Неужели я настоящий,
И действительно смерть придёт?
Если так — то с этой смертью — и смерть всего мира, так заманчиво отображённого в восприятии поэта. Ибо поэт — творец. Божественный творец… Сколько раз возникала в истории искусства эта иллюзия…
Несозданных миров отмститель будь, художник,—
Несуществующим существованье дай;
Туманным облаком окутай свой треножник
И падающих звёзд пойми летучий рай!
А Бог?
Образ Твой, мучительный и зыбкий,
Я не мог в тумане осязать.
«Господи!»— сказал я по ошибке,
Сам того не думая сказать.
Божье имя, как большая птица,
Вылетело из моей груди.
Впереди густой туман клубится,
И пустая клетка позади.
Душа остаётся пуста, а Бог неразличим в тумане восприятия мира?
При этом собственное поэтическое миротворение настораживает несовершенством искусственности его.
Недоволен стою и тих
Я — создатель миров моих,
Где искусственны небеса
И хрустальная спит роса…
Если так — чего ожидать, кроме постоянной печали и тревоги? Такое настроение весьма ощутимо у поэта.

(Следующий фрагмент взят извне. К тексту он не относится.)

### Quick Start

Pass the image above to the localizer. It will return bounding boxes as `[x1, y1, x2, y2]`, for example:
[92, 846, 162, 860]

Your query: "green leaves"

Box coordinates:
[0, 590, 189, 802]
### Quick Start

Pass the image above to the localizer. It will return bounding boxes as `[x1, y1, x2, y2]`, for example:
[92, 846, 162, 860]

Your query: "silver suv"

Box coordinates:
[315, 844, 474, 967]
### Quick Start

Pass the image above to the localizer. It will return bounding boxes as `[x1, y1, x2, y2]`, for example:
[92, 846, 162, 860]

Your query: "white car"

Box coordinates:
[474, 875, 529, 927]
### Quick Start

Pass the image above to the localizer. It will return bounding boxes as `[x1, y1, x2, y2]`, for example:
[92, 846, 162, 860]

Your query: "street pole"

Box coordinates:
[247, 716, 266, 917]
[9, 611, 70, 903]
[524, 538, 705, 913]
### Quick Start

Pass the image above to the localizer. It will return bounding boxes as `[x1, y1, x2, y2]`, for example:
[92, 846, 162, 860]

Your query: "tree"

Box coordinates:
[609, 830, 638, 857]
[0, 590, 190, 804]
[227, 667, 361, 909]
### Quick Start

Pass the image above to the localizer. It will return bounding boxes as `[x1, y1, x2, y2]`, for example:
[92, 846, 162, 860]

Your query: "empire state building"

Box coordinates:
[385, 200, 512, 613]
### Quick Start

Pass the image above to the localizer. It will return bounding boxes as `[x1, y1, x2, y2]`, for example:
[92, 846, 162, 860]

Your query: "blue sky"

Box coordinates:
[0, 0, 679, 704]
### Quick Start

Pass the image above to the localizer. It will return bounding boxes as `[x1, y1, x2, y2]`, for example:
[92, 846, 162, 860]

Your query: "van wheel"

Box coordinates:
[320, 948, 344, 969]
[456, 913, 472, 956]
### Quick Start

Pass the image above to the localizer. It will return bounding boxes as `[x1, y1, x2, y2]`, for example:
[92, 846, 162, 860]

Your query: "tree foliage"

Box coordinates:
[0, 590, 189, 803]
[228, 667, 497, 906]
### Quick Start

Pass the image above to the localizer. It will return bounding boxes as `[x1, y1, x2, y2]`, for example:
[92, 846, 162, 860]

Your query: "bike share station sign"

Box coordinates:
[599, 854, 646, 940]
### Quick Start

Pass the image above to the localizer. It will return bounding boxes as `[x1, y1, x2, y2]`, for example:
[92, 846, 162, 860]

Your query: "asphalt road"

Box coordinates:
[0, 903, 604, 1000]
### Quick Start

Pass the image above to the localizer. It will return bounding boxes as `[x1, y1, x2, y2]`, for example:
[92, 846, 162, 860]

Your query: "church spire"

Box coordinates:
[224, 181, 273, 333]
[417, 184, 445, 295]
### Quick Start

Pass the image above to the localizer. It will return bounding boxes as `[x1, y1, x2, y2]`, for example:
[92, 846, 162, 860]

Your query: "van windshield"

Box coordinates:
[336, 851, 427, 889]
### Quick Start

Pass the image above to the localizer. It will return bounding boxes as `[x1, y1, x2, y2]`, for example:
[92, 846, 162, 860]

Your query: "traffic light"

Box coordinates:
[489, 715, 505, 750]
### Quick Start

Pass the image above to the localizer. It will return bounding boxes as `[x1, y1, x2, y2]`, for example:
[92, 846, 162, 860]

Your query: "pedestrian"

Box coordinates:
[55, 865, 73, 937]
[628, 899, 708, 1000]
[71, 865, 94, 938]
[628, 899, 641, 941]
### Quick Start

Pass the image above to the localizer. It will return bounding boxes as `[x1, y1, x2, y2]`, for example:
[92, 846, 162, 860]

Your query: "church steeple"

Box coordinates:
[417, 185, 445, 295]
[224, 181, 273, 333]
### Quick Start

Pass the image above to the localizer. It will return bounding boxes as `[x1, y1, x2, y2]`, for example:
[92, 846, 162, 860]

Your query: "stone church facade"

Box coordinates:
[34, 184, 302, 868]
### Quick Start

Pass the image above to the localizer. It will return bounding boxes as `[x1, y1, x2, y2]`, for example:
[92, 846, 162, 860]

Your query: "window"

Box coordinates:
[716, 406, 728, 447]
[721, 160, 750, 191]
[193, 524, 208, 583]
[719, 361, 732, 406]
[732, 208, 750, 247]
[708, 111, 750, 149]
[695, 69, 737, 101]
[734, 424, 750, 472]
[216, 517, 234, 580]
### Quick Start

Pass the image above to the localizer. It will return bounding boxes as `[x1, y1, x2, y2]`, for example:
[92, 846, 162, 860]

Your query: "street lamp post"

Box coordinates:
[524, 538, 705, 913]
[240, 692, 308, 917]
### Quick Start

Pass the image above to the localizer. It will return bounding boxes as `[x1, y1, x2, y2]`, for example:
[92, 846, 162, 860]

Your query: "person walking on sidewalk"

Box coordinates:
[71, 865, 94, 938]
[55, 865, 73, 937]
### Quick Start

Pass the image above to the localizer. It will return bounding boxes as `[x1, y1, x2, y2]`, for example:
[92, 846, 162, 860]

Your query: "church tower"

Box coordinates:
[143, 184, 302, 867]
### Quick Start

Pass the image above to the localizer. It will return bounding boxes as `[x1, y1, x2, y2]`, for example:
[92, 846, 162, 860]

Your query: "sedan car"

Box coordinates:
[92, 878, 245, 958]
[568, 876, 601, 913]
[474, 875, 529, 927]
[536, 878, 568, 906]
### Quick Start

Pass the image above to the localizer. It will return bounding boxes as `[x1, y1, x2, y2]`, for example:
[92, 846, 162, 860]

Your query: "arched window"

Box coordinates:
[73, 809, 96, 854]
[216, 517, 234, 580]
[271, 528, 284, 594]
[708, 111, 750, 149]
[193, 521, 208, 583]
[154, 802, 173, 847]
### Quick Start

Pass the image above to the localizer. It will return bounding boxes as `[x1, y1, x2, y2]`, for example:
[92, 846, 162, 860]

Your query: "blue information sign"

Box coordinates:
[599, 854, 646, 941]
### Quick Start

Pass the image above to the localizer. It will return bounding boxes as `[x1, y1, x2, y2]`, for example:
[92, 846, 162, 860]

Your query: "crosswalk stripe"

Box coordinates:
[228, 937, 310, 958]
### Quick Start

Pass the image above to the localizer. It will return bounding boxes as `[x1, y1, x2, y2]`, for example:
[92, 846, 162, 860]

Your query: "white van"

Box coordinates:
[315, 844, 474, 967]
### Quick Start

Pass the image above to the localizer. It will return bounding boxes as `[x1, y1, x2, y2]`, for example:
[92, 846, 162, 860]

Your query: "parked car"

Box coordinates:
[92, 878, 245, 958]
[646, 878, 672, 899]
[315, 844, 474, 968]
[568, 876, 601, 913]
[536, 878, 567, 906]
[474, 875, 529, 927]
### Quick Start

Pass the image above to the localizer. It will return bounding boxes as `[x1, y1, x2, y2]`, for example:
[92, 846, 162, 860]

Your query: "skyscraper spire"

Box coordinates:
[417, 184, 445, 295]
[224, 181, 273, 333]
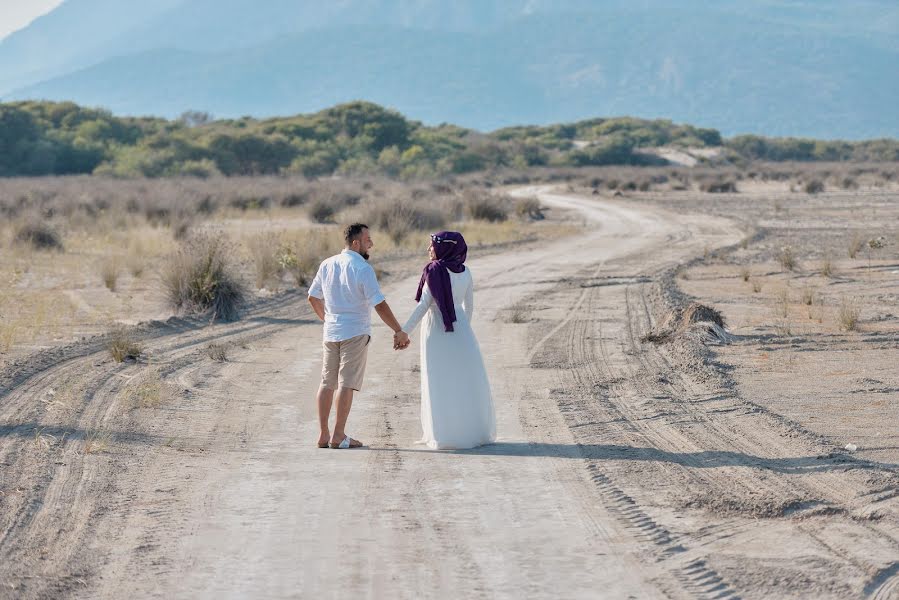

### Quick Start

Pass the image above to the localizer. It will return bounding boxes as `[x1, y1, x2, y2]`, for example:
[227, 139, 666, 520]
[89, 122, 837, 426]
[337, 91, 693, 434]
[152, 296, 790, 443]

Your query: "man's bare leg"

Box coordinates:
[315, 385, 334, 446]
[331, 387, 354, 444]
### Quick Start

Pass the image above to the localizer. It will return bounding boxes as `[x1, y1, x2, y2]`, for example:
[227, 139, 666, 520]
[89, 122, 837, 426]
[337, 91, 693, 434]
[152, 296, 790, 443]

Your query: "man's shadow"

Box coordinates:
[370, 442, 899, 474]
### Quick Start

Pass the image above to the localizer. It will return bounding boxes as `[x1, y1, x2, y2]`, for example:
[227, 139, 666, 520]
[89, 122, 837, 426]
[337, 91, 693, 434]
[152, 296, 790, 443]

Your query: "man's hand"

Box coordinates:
[393, 331, 412, 350]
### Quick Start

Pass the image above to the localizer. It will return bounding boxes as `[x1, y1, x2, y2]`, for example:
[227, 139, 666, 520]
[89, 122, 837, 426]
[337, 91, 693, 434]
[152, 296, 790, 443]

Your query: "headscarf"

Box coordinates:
[415, 231, 468, 331]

В центре вселенной у раннего Мандельштама — человек, и его место не Иерусалим, но Рим, сакральный, освящающий собою всё и вся, и самые алтари:
Пусть имена цветущих городов
Ласкает слух значительностью бренной.
Не город Рим живёт среди веков,
А место человека во вселенной.
Им овладеть пытаются цари,
Священники оправдывают войны,
И без него презрения достойны,
Как жалкий сор, дома и алтари.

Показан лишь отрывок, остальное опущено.